The familiar version of the sampling theorem as published by Shannon is his seminal 1948 and 1949 papers assumes a function f that "contains no frequencies higher than W cps". At first sight this might seem to include your counter-example (sine at frequency W), however Shannon is writing for engineers, not mathematicians, so he glosses over some details. The proof has an implicit assumption that f is square-integrable which in fact excludes signals containing
any pure sines. Note that there are ways to generalize this using more advanced mathematical machinery but you may or may not be content to just claim that there are no pure sines in the real world anyway.

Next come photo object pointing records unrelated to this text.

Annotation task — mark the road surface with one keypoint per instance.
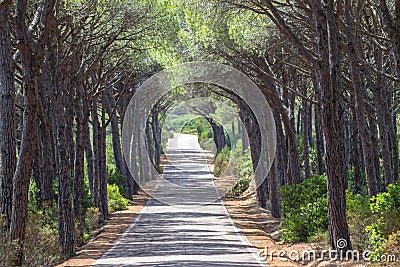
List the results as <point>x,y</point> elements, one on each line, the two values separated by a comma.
<point>185,223</point>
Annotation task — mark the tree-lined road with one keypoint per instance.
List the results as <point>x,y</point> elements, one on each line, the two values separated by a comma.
<point>195,231</point>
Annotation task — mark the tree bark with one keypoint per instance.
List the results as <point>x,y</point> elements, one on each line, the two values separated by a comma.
<point>7,119</point>
<point>332,122</point>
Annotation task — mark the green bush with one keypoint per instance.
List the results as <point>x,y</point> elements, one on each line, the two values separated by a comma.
<point>244,166</point>
<point>92,216</point>
<point>386,209</point>
<point>116,201</point>
<point>221,161</point>
<point>391,246</point>
<point>304,209</point>
<point>116,178</point>
<point>359,215</point>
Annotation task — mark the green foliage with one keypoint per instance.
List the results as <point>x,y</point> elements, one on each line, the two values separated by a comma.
<point>41,242</point>
<point>363,184</point>
<point>92,216</point>
<point>221,161</point>
<point>116,201</point>
<point>244,166</point>
<point>386,209</point>
<point>359,215</point>
<point>391,246</point>
<point>305,209</point>
<point>114,177</point>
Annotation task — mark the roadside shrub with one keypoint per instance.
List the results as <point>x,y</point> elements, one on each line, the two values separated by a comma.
<point>304,209</point>
<point>7,251</point>
<point>359,215</point>
<point>392,245</point>
<point>92,216</point>
<point>244,166</point>
<point>41,243</point>
<point>116,201</point>
<point>221,161</point>
<point>116,178</point>
<point>386,209</point>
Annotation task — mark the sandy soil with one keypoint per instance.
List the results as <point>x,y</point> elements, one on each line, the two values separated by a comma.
<point>262,230</point>
<point>108,234</point>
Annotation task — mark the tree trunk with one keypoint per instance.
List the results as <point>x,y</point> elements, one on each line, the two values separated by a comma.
<point>360,110</point>
<point>306,142</point>
<point>96,153</point>
<point>332,122</point>
<point>79,172</point>
<point>7,120</point>
<point>356,155</point>
<point>103,202</point>
<point>89,160</point>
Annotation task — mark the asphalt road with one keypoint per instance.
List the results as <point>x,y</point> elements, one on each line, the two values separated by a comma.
<point>185,223</point>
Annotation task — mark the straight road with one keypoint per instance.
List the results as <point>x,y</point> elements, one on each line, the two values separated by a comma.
<point>185,223</point>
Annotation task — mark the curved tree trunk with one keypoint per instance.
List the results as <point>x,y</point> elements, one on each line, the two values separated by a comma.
<point>7,119</point>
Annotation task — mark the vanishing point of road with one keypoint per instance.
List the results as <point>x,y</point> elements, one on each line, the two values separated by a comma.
<point>185,222</point>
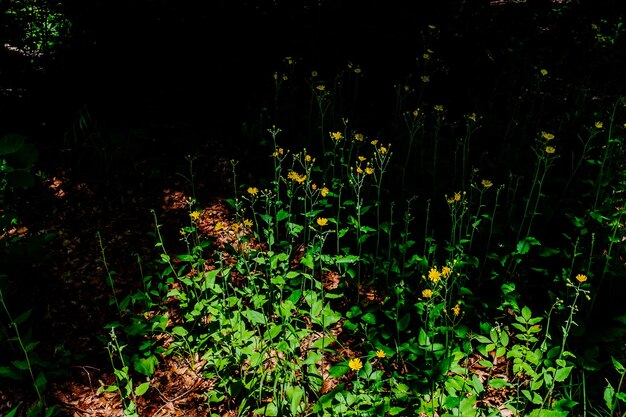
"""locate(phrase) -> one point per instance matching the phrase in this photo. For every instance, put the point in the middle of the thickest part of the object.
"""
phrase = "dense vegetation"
(430, 229)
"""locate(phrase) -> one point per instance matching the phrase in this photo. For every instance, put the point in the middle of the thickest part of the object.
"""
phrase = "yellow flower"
(336, 135)
(446, 271)
(581, 278)
(456, 310)
(355, 364)
(434, 275)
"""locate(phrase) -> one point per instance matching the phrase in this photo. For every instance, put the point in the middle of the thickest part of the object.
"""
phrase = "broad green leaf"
(562, 373)
(142, 389)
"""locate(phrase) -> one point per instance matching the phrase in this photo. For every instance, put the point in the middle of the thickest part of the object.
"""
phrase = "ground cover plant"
(408, 255)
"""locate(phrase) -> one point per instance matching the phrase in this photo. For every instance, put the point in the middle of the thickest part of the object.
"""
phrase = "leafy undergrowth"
(387, 263)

On the practical side, it is also important to realize that the sampling theorem is inherently infinite time. It assumes that you have sampled the signal for an infinite duration. If you take a finite portion of a band-limited signal you are effectively applying a window function and thereby broadening the spectrum beyond its original bandwidth.¹ Together with any sampling jitter this will give you a hard limit that is higher than 2x but probably not by much.
More importantly, the sampling theorem also assumes you are using
all the samples for reconstruction all the time but you probably aren't because a) it would use a lot of processing power and b) it doesn't work for real-time applications (the ideal sinc-filter is non-causal and has infinite delay). Depending on the number of taps you use, frequencies close to the Nyquist limit will still alias close to DC. This is what you observe. However, this is a trade-off and the limit of 2.5x is an arbitrary choice of the implementation you are using. You can get a lot closer to 2x if you use more than a couple of samples for interpolation.
¹ It will technically no longer be band-limited at all (you cannot have a signal that is both time- and band-limited). But let's ignore that here, as long as it drops below our noise floor, we don't really care.